# Integra AVR to Soundcast Problem



## KenC (Mar 30, 2012)

I need your help Integra fans.

I put my wife’s Soundcast Jr. on Zone 2 of my Integra 50.3.

The power light on top (left side) of the TX is blue. The right side of the TX indicator turns green when Zone 2 goes active.

Next, I select an audio source for the zone.

When I turn on the Soundcast itself, the on/off button turns green as well (indicating a link, I would assume) but no audio comes out. My first thought was the volume was too low on the Soundcast. No, that’s not the issue.

I know the TX works, if I put an iPod directly in the top of the TX; the right side indicator turns blue. (Indicating a link, I would assume, again.) The on/off switch of the Soundcast turns blue as well and the system works/sounds great.

I suspect some setting at the source (Integra 50.3) is not right, but I don’t know what to try next.


----------



## wgmontgomery (Jun 9, 2011)

According to the online manual, the DTR 50.3 has _two_ multi-zone settings: powered (you use the AVR's amps to power the 2nd zone) and un-powered (zone 2 has its own amps). This is under "speaker set-up" in the main menu and explained on pg. 47 of the link provided: http://filedepot.onkyousa.com/Files...essionid=f030f6f92a4dbd9782c31c685a6d693b407d


This may be a good thing to check first. Good luck!!


----------



## KenC (Mar 30, 2012)

Thanks.

Looked at that. (After my post) Than I found something even more interesting.

I was trying to stream the audio from my HD CATV box to the AVR. I was just interested in the audio, as Comcast/Xfinity has the HD music channels. The connection between the two is HDMI. 

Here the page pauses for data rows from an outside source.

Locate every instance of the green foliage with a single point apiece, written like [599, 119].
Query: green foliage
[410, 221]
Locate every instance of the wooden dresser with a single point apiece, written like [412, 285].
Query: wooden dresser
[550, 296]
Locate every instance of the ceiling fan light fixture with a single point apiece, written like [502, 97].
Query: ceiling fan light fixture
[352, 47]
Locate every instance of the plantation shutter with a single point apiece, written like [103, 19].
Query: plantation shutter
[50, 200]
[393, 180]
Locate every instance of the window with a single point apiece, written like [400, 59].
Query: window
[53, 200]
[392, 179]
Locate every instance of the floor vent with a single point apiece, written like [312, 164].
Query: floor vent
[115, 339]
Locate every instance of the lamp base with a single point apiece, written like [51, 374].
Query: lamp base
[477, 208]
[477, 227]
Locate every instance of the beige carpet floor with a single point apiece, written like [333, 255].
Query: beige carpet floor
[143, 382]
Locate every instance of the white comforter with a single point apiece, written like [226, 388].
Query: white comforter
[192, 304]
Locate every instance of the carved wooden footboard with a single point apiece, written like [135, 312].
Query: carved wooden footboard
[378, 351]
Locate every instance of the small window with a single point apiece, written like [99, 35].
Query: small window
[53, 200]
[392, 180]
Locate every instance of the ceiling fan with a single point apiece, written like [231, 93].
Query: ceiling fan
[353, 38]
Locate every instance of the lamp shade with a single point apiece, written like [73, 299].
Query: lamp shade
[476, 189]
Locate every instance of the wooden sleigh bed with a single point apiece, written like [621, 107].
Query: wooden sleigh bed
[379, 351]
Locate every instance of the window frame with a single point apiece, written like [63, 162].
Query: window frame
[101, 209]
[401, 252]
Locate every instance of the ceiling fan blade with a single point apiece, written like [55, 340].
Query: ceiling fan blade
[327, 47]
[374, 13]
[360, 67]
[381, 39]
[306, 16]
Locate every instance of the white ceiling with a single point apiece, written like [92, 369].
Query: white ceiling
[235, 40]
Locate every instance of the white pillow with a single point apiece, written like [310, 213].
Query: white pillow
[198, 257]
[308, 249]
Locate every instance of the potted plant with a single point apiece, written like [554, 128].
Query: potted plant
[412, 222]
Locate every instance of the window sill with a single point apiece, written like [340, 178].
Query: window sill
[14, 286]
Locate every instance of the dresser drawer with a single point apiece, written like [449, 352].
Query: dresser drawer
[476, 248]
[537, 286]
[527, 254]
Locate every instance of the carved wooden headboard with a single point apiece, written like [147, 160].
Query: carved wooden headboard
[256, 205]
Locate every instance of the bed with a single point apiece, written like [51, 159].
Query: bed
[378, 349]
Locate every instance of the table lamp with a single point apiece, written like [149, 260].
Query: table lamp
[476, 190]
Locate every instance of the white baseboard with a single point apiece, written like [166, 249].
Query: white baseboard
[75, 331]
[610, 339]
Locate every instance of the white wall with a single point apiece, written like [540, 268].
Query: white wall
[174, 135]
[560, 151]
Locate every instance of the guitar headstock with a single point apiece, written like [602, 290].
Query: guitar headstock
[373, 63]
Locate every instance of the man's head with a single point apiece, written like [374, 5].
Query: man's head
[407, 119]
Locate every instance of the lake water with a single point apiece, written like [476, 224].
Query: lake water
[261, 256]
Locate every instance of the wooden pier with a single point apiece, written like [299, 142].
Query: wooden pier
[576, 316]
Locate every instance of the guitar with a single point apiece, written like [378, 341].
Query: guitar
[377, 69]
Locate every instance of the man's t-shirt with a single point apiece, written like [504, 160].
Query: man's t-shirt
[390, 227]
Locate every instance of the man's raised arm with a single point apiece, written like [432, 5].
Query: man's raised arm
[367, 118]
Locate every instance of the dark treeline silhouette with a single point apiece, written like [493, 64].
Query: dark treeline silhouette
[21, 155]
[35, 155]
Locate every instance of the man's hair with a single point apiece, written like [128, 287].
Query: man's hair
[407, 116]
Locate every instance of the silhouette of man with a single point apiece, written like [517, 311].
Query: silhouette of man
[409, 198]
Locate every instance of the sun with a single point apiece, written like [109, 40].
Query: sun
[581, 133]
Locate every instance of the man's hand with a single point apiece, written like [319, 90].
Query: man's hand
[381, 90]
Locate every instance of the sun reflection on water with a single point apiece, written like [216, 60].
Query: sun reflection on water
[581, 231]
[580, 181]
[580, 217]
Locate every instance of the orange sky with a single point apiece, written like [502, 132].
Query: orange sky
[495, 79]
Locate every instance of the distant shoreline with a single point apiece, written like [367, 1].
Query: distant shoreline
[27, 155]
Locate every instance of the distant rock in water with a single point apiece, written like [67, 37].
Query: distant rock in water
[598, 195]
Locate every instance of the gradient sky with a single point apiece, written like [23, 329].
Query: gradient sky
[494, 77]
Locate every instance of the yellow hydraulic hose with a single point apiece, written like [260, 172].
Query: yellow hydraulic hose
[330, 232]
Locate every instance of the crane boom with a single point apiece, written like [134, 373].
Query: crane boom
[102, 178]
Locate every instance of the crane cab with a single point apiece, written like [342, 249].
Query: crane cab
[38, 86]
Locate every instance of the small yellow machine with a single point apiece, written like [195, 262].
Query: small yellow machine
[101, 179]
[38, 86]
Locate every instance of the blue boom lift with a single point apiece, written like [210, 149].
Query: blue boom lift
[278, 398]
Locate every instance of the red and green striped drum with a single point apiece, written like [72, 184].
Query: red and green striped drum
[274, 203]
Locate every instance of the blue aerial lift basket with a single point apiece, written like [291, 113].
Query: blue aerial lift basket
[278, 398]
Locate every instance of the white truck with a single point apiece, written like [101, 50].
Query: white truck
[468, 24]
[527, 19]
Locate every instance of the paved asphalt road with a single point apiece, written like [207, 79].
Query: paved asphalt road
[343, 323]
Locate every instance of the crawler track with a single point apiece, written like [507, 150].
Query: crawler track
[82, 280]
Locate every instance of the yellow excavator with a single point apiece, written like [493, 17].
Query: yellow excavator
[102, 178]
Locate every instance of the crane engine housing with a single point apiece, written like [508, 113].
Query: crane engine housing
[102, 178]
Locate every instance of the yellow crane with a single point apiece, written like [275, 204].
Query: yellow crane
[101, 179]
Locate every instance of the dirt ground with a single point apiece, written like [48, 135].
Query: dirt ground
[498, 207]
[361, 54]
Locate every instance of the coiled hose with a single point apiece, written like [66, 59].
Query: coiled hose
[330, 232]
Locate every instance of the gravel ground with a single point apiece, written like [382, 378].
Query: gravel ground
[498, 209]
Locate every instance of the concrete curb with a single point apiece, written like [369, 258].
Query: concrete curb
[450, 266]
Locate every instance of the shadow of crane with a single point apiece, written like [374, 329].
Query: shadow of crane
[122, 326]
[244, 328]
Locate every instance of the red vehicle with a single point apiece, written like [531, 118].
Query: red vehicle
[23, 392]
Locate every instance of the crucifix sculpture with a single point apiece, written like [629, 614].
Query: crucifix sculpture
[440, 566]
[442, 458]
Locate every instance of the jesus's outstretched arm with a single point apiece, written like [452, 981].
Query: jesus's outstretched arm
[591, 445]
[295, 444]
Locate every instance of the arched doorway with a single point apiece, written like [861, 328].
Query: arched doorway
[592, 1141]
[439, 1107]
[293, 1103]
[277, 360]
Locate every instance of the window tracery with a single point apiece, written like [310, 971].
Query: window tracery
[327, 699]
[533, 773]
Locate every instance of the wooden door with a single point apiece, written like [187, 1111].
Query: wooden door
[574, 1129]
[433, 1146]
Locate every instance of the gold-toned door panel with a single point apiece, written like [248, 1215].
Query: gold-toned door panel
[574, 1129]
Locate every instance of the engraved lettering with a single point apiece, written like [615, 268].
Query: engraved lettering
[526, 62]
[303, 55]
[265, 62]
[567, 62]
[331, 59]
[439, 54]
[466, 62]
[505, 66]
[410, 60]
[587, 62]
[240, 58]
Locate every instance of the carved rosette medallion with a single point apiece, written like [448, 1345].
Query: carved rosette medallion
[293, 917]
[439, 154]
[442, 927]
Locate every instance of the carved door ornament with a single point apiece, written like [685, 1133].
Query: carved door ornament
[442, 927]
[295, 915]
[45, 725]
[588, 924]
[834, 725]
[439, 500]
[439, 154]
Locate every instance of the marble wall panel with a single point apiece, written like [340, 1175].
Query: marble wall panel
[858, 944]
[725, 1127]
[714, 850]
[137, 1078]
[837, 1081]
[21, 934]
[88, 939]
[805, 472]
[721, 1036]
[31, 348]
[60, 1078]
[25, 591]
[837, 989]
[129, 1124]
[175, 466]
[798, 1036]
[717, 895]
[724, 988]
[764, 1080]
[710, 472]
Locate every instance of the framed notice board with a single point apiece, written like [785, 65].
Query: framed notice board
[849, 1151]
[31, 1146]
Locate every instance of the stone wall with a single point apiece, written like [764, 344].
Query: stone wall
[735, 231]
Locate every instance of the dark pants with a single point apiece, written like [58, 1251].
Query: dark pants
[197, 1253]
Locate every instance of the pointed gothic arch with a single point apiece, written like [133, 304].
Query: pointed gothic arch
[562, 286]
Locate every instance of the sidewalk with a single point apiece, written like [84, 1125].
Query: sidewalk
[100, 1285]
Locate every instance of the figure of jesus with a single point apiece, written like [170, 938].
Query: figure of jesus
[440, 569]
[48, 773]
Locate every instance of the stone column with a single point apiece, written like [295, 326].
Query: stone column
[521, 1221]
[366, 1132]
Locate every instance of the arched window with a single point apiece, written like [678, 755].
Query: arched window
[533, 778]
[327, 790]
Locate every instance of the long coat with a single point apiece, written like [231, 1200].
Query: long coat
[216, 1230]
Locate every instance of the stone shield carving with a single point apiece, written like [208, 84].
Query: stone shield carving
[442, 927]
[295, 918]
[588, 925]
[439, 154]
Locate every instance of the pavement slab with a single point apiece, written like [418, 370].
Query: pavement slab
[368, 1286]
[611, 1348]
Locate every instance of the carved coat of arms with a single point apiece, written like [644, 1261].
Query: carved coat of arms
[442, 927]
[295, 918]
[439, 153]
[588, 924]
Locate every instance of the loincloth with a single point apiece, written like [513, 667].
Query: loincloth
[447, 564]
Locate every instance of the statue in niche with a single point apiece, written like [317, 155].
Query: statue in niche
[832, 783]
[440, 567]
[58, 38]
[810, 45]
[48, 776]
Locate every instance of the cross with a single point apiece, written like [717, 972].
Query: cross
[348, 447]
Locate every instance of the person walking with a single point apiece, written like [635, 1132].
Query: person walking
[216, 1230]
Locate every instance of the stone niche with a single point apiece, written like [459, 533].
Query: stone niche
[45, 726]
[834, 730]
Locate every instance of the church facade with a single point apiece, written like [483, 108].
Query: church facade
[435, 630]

For whatever reason I decided to try a different source in Zone 2. In this case, I went to the CD player. Guess what, IT WORKS. Van Halen was cranking out of the Soundcast while TV was coming out of the 5.1!

So, the issue is really a configuration (read: cabling) issue. What I will try next is using the optical digital audio output of the CATV box to the optical digital input of the AVR and see if that works.

Thanks again, and I'll keep you updated.


----------